Long ago, in a simpler time, we were faggots and dykes. In Vancouver, most of us were white. It was the world we had inherited, not made.
The dykes and the faggots did not hang out that much. The Vanport was dyke territory. Faces was for faggots. There was some mixing it up at Champagne Charlie’s and Cheerios and that was about it.
The 1960s had ended well for us; laws were changed and much else was changing. The details are debatable, but, as I recall, at some point we became “gay” in a tentative move toward a shared identity. That worked out briefly, until feminist theory caught up with us and some women began to feel that “gay” wasn’t working for them. By some invisible process of consensus we became queers.
But faggots had been queer even longer than they’d been faggots — and certainly long before anyone was gay. So we were just repurposing another term from the lexicon of oppression for a new era.
It was confusing even when there were only faggots and dykes, and so a conversation began about who was what and what that meant. It might have been a helpful conversation toward a shared identity, but it was interrupted by a decade in which “community” was defined through crisis and death.
Our conversation had to be postponed, and we substituted Gloria Gaynor’s “I Am What I Am” as a philosophical touchstone. It got us through a bad time.
Responding to all the breast-beating that went on during this year’s Pride season over who was feeling excluded from the festivities and why, Reg Manning (Empress II Mona Lee) rephrased the identity question by remarking, “I know who I am. Now I’m wondering what I am?”
By the time Manning posed the question, dykes and faggots had become gay, then queer, and now some seem poised to become something else. Maybe.
Add bi, trans and gender-variant to the mix and colours of the rainbow that were all but invisible during our formative 1960s and ’70s, and it’s worth asking what common ground we can find today for a community whose diversity is becoming increasingly complex — a complexity seen by some as inclusive and by others as divisive?
What all-inclusive label can we agree on for solidarity’s sake?
And what does this portend for parades, festivals, public-washrooms committees, and community-centre planning if we cannot find that common ground? Are we approaching the end of “queer”?
Thinking this was something worth talking about, I contacted a few friends and they agreed, so we are going to get together in the near future to hash it out. I’ll do my best to report back to you.
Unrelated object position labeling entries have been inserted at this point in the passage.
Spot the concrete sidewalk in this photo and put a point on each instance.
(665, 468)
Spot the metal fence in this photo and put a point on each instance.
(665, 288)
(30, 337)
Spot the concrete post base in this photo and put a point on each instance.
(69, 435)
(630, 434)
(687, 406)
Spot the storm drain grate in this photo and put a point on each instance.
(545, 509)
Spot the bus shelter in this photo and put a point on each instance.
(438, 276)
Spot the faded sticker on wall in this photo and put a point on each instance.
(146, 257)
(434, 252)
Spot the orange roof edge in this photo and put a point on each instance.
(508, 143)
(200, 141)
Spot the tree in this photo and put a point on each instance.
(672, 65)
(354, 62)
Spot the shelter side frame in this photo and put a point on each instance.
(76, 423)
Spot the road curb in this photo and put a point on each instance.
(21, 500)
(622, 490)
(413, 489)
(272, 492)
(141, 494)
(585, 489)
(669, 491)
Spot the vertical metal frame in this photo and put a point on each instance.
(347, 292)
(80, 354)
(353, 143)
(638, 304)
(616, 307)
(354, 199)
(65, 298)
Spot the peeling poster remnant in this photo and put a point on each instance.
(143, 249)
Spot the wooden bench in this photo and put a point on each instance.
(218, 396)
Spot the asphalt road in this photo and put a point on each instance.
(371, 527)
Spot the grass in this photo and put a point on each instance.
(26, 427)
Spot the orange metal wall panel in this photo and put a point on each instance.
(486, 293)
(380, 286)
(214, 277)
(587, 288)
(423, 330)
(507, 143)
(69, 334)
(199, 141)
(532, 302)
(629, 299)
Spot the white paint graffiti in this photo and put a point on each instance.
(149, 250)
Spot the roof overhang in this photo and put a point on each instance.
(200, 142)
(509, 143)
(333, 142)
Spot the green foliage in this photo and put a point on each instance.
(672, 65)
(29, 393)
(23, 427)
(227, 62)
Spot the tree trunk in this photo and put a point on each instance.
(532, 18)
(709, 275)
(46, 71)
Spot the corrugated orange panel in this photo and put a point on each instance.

Right now it’s just me; Reg Manning; Vancouver Gay Liberation Front co-founder Gordon Hardy; Kona, a black leatherdyke artist and queer disorganizer whose co-creation The Queeriodic Table is well worth a Google; artist Pamela Leaman, whose 1969 male-to-female transition in Montreal may have been Canada’s first; and another member of the trans community, spoken-word artist Antonette Rea.
This is a less than perfectly diverse group, whose common ground is in all having been called “queer” at one time or another, by themselves or by others, and that I count them among my friends. I’m hoping, and I hope they are too, that we will build on that to create a more genuinely inclusive conversation that will bridge both identities and, most importantly, generations.
With the exception of Kona, we are a pretty mature group, ranging from our late 50s to early 70s. We can talk among ourselves and arrive at our own conclusions regarding the meaning of “community” and “identity” and such. But it is the queers (if that is how they describe themselves) under 35 who are busy creating the world of the future, and the final say in all this must be theirs. Once we’ve had a chance to debate our own views, we’ll have to open the conversation to everyone.
If you’d like to contribute to this informal community roundtable, you can start by emailing me any questions or comments you’d like to share. We’ll let you know when this grows to the point where we can open the group to greater numbers.
Two or three months of this and I promise regular readers that we’ll get back to our core business of rehashing old gossip from the ’70s. But for now, let’s give a thought to the future.